‘India is willing to restrict its monthly purchase to 1.25 million tonnes or 15 million tonnes in a year, down from 22.6 million tonnes bought in the 2017-18 financial year.’
Beginning 5 November, the US administration under President Donald Trump will be imposing the “toughest ever” sanctions on Iran, which it said is “not intended at the Iranian people, but the authoritarian Iranian regime to change its behaviour”.
While announcing the sanctions, the US administration hinted at waiving off restrictions on eight countries from importing oil from Iran, which will bring a big relief to India as it is one among the eight nations allowed to continue buy Iranian oil.

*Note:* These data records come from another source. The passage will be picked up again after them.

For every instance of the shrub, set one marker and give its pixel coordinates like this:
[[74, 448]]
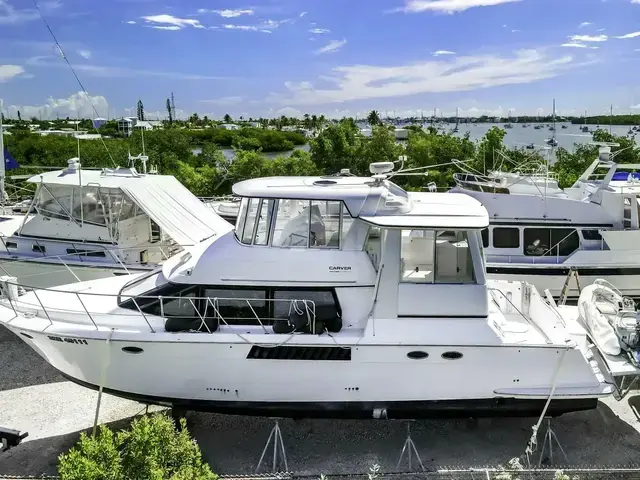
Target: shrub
[[152, 449]]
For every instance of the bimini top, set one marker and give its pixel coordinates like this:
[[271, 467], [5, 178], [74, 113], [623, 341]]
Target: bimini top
[[374, 200], [163, 198]]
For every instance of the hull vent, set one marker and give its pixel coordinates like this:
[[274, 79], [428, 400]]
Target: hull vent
[[300, 353]]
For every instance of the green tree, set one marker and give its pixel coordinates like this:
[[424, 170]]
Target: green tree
[[151, 449], [337, 147], [374, 118]]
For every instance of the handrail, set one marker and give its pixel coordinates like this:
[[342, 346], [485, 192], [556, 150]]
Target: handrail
[[199, 311]]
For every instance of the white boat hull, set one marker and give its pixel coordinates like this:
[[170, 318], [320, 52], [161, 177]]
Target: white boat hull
[[39, 274], [193, 371]]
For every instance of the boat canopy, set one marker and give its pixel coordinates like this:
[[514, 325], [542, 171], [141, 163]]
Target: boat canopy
[[164, 199]]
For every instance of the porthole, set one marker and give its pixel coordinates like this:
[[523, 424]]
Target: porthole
[[417, 355], [134, 350], [451, 355]]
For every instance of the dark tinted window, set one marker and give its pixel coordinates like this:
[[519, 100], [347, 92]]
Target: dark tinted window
[[591, 235], [485, 237], [506, 237], [550, 241]]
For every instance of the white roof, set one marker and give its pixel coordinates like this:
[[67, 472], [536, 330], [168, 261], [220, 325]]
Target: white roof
[[436, 210], [174, 208]]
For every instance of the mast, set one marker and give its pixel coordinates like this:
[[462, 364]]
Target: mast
[[2, 163]]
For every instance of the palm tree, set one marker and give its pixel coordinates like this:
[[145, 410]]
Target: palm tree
[[374, 118]]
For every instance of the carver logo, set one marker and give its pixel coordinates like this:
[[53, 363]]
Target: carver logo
[[339, 268]]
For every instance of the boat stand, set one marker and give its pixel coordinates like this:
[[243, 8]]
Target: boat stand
[[549, 439], [278, 449], [410, 449]]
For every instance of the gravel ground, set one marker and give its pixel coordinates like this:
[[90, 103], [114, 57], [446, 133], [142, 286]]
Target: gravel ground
[[34, 398]]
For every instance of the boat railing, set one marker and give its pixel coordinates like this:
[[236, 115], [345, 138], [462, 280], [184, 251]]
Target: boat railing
[[199, 314], [83, 255]]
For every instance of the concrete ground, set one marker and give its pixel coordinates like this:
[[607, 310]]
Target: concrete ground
[[34, 398]]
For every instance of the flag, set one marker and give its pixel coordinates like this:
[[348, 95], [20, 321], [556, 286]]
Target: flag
[[9, 162]]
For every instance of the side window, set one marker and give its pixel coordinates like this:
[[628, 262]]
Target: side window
[[264, 222], [292, 224], [237, 306], [485, 237], [417, 256], [250, 223], [506, 237], [453, 261], [537, 241], [564, 241], [324, 301], [324, 231], [591, 235]]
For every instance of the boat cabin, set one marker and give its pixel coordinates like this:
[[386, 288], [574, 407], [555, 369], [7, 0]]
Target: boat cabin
[[354, 247], [110, 215]]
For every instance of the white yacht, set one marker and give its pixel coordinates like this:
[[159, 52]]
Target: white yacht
[[377, 308], [88, 224], [592, 227]]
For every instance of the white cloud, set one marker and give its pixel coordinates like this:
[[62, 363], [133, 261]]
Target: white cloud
[[630, 35], [224, 101], [228, 13], [162, 22], [588, 38], [84, 53], [7, 72], [462, 73], [448, 6], [10, 15], [332, 46], [77, 105], [578, 45]]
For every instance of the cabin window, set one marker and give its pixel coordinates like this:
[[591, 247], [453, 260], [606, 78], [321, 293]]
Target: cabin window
[[292, 223], [485, 237], [263, 225], [436, 257], [373, 245], [324, 300], [506, 237], [250, 223], [325, 224], [237, 306], [550, 241], [591, 235]]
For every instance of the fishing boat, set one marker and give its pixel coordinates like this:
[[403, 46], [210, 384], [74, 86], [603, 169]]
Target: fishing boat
[[87, 224], [592, 227], [367, 310]]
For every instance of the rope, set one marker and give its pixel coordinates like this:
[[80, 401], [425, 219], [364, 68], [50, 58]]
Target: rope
[[84, 90]]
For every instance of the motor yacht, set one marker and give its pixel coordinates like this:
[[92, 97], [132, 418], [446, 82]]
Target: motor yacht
[[539, 237], [333, 297], [87, 224]]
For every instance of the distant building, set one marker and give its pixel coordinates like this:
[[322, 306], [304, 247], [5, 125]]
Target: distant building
[[229, 126]]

Talking to media on Friday, Secretary of State Mike Pompeo said: “On 5 November, the United States will re-impose sanctions that were lifted as part of the nuclear deal on Iran’s energy, shipbuilding, shipping and banking sectors. These sanctions hit at core areas of Iran’s economy. These economic sanctions are just a part of the US government’s total effort to change the behaviour of the Iranian regime… They are necessary to spur changes we seek on the part of the regime.”
Local media reported about Trump’s tweet on the upcoming sanctions on Iran. On Twitter, in a message designed to emphasise his “maximum pressure” policy toward Iran, Trump included a photograph of himself modelled on an entertainment industry poster with the headline: “Sanctions are coming November 5.”
While senior officials refused to name the eight countries, but according to local media here in the US, India, South Korea and Japan are among the exempted nations, which shows the “closeness to the US administration”, say many on the Capitol. Pompeo said on Friday, citing “significant reductions” in imports of oil from the Persian Gulf nation. India is one of the countries expected to get the exemptions.
Local analysts say China, India, South Korea, Turkey, Italy, the United Arab Emirates and Japan have been top importers of Iran’s oil, while Taiwan occasionally buys cargoes of Iranian crude, but is not a major buyer. Under US law, exceptions can be granted for up to 180 days.
Reacting to the waiver, India’s Petroleum and Natural Gas Minister Dharmendra Pradhan on Saturday said, “India and other leading oil buyers would benefit from the US waiver they have been granted.”
Calling it India’s victory in putting its picture correctly to the world, Pradhan credited this to Prime Minister Narendra Modi’s personal equations with the US and his insistence “that interest of consuming nations cannot be overlooked”.
“That has been recognised by the US and it’s a big win. In the current geo-politically challenging scenario, India has managed to get its point convinced by international leaders. A country like India will benefit from this and India’s efforts will be beneficial to other consuming countries,” Pradhan said.
The US had previously wanted countries, including India, to completely halt oil purchases from Iran by 4 November when its full sanctions against Tehran come into force, but seems to have relented keeping in mind the global oil price crisis it can cause. Particularly for India, already battling a fuel price crisis ahead of the upcoming state and eventually the general elections, the exemptions are a big relief.
Pompeo added, “We expect to issue some temporary allotments to eight jurisdictions, but only because they have demonstrated significant reductions in their crude oil and cooperation on many other fronts and have made important moves towards getting to zero crude oil importation.”
India, which is the second biggest purchaser of Iranian oil after China, is willing to restrict its monthly purchase to 1.25 million tonnes or 15 million tonnes in a year (300,000 barrels per day), down from 22.6 million tonnes (452,000 barrels per day) bought in the 2017-18 financial year, sources said.
In May, President Donald Trump pulled the US out of the 2015 landmark Joint Comprehensive Plan of Action (JCPOA), terming it as “disastrous”. After the US’ withdrawal from the deal, Trump signed fresh sanctions against Iran and warned countries against any cooperation with Tehran over its controversial nuclear weapons programme.